What does R2,000 a month buy? Here the company is honest. This is a bare-bones curriculum which is intended to get pupils over the line in terms of academic results. What you will not get is a wholesome curriculum, the types of things that make us human, such as music, drama, sports, physical education, excursions, choir — things you remember about a full educational experience long after you forget the mass of plutonium or the different uses of the inverted comma.

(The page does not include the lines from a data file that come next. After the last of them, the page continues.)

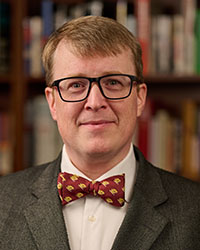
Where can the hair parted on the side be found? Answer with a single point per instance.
(92, 36)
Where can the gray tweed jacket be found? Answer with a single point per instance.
(164, 213)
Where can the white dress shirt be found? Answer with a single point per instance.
(91, 222)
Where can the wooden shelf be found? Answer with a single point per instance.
(172, 80)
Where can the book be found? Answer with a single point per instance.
(143, 30)
(5, 145)
(197, 36)
(143, 128)
(47, 19)
(35, 46)
(189, 11)
(4, 37)
(26, 45)
(190, 149)
(164, 44)
(178, 45)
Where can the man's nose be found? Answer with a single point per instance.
(95, 99)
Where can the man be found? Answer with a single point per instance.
(95, 94)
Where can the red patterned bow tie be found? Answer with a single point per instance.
(72, 187)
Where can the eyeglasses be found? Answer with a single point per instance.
(113, 87)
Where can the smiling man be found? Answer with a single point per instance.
(100, 193)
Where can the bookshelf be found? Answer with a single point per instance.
(18, 86)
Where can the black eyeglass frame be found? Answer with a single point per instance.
(133, 79)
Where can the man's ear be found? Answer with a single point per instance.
(50, 96)
(141, 98)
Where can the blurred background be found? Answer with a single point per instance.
(168, 133)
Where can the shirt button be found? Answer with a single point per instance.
(92, 218)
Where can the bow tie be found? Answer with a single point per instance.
(72, 187)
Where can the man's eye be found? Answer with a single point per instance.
(76, 85)
(113, 82)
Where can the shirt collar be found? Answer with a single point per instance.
(126, 166)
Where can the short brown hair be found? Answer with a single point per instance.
(90, 36)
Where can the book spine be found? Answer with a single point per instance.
(4, 37)
(47, 19)
(143, 30)
(197, 34)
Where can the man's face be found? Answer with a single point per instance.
(95, 127)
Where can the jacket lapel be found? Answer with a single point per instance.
(143, 223)
(44, 214)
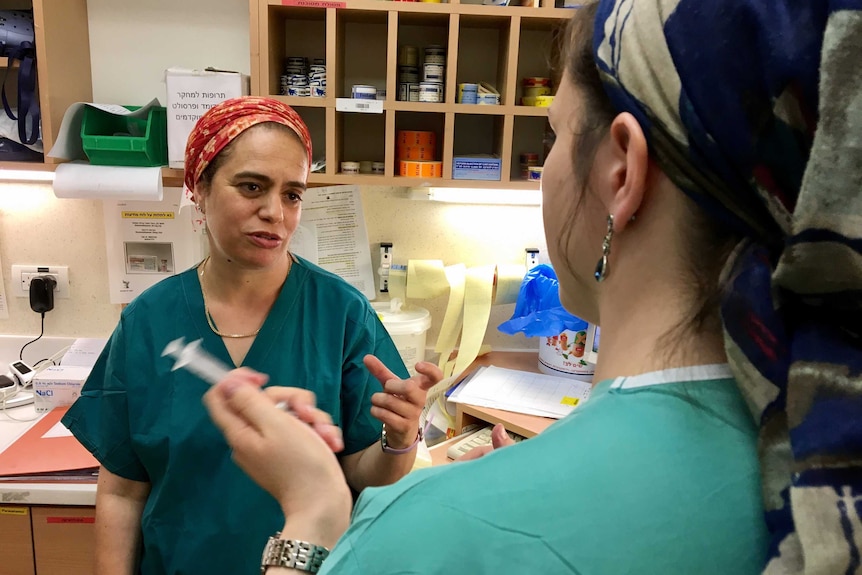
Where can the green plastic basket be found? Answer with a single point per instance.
(111, 140)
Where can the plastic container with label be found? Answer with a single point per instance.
(565, 355)
(407, 327)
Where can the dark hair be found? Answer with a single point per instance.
(217, 162)
(707, 242)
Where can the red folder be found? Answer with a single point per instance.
(34, 455)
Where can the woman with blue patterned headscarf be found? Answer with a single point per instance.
(702, 203)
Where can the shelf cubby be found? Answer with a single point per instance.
(290, 32)
(362, 41)
(536, 53)
(362, 138)
(483, 52)
(361, 51)
(529, 137)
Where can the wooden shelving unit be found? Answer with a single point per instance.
(62, 64)
(361, 39)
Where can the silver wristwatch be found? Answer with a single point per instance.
(299, 555)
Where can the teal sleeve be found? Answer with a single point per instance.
(99, 419)
(361, 429)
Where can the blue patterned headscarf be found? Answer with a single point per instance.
(754, 109)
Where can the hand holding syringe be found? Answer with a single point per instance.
(194, 358)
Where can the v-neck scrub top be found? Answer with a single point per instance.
(144, 422)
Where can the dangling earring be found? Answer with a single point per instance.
(602, 266)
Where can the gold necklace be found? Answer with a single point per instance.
(207, 309)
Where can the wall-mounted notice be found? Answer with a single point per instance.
(147, 242)
(190, 93)
(334, 215)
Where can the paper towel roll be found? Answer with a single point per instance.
(426, 279)
(85, 181)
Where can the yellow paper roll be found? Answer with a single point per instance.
(478, 292)
(426, 279)
(452, 320)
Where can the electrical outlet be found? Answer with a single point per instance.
(21, 276)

Where the full exclusionary effects of the online school will be felt is in its mode and methods of teaching. Most children need sustained contact with in-person teachers in school settings that allow for real interaction. There is a social class divide when it comes to the efficacy of learning online versus face-to-face. In our book Learning under Lockdown, the thing that stands out in the stories of children is the dependence of especially poor and working-class pupils on physically present teachers in live classrooms for their success. Children do not only go to school for cognitive gain, that much is clear. In short, online learning, however construed, is based on middle-class sensibilities (data, devices, learning spaces, quiet areas in the home and so on).

UCT must be commended for thinking outside the box with this courageous initiative. But let’s not pretend this online school levels the playing fields when it comes to educational inequality. It might make it worse.